Bernard fingered some stakeholders in Ughelli as allegedly fuelling the crisis, noting that as Ekiugbo president-general, he was committed to peace: “I have been calling meetings right from the very first day that nobody should move out of Ekiugbo to go and fight or do anything harmful, and they listened to me.

“The leadership of Ughelli has failed Ekiugbo people. I thank God government is coming in, and I know there is going to be a special delegation of people that will stand for justice and fairness.”

Leaders and residents of Otor-Iwhreko put up hostile attitude when contacted. “We don’t want you journalists here. This is not press issue so you better leave and don’t speak to anyone in this community. If you don’t start going now we will set you ablaze,” was the reply from a group of boys who accosted newsmen.
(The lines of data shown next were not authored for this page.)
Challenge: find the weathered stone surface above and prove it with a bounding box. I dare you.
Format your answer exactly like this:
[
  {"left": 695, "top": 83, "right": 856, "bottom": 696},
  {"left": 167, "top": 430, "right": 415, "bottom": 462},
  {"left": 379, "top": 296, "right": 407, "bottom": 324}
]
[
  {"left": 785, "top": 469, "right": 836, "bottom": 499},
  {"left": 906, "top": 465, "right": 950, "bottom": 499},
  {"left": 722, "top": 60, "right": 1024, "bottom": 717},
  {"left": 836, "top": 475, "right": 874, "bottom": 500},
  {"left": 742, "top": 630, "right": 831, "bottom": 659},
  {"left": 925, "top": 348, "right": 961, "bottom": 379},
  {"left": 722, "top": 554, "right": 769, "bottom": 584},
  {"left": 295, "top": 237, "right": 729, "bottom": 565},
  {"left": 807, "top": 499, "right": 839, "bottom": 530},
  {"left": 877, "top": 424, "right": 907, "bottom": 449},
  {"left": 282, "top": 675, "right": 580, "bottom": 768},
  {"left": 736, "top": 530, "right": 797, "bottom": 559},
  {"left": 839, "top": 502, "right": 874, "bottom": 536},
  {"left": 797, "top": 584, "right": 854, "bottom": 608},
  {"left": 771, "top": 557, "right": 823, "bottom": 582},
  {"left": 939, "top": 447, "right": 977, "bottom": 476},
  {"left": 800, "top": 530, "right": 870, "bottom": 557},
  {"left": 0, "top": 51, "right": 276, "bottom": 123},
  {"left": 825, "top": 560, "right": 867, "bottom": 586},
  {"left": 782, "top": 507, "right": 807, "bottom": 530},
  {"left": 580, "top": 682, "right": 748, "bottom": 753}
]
However, a community source said Otor-Iwhreko was the bonafide landlord of the dispute market land, insisting that the community has been around for ages: “A community is a group of people who hold the same beliefs and culture. Even the Nigeria law recognises that once even a stranger resides in a place for 10 years he can be recognised as an indigene. 

“If you go to Otor-Iwhreko, you will see a lot of graves of fathers of the land, because you don’t bury a man outside his ancestral home. If you say the place was not a community, those graves have been there for years before the thought of creation of wards.

“People of Otor-Iwhreko are the true landlords of the market and there is no disputing that fact. The king and the chiefs know the truth but are not bold enough to say it.”

But tracing the origin of the crisis, a native of Ekiugbo who pleaded not to be named said Otor-Iwhreko was never a community in Ughelli: “It was just a hub because of the river bank that is there.

“People brought in their goods through the river that is at the market. With time they started building huts where they rested and preserved their goods before taking them out for sale.

“And gradually it began to expand. This was even before the market was built there. Ask all those claiming to be from Otor-Iwhreko to show you their ancestral home in Otor-Iwhreko, they will not because is not there.

“Otor-Iwhreko was created and accepted for political reason, to increase more political wards and that was it.”

State Commissioner of Police, Ari Muhammed Ali, vowed to bring the perpetrators of the killings to book, lamenting that lives lost could not be replaced. He told Daily Sun: “Sanity has been restored, the market is quite operational and functional because the command rose up to its responsibility of ensuring that sanity is restored anywhere we have such communal crisis.

“Our men, in collaboration with the Army, are still there. Through this collaborative effort, we have been able to bring the warring factions together.  And the perpetrators of that heinous crime, we are on their trail and definitely, we are going to fish them out, and they will have their date in court upon arrest.”

He stated that crisis was as a result of control over who took what from the market: “The communities were struggling to collect revenue from the market because they share common boundary.

“Government is aware of it because I personally briefed the governor on the development. And he has already contacted the authority responsible for demarcation of boundary to go into action and ensure that that boundary is clearly demarcated.”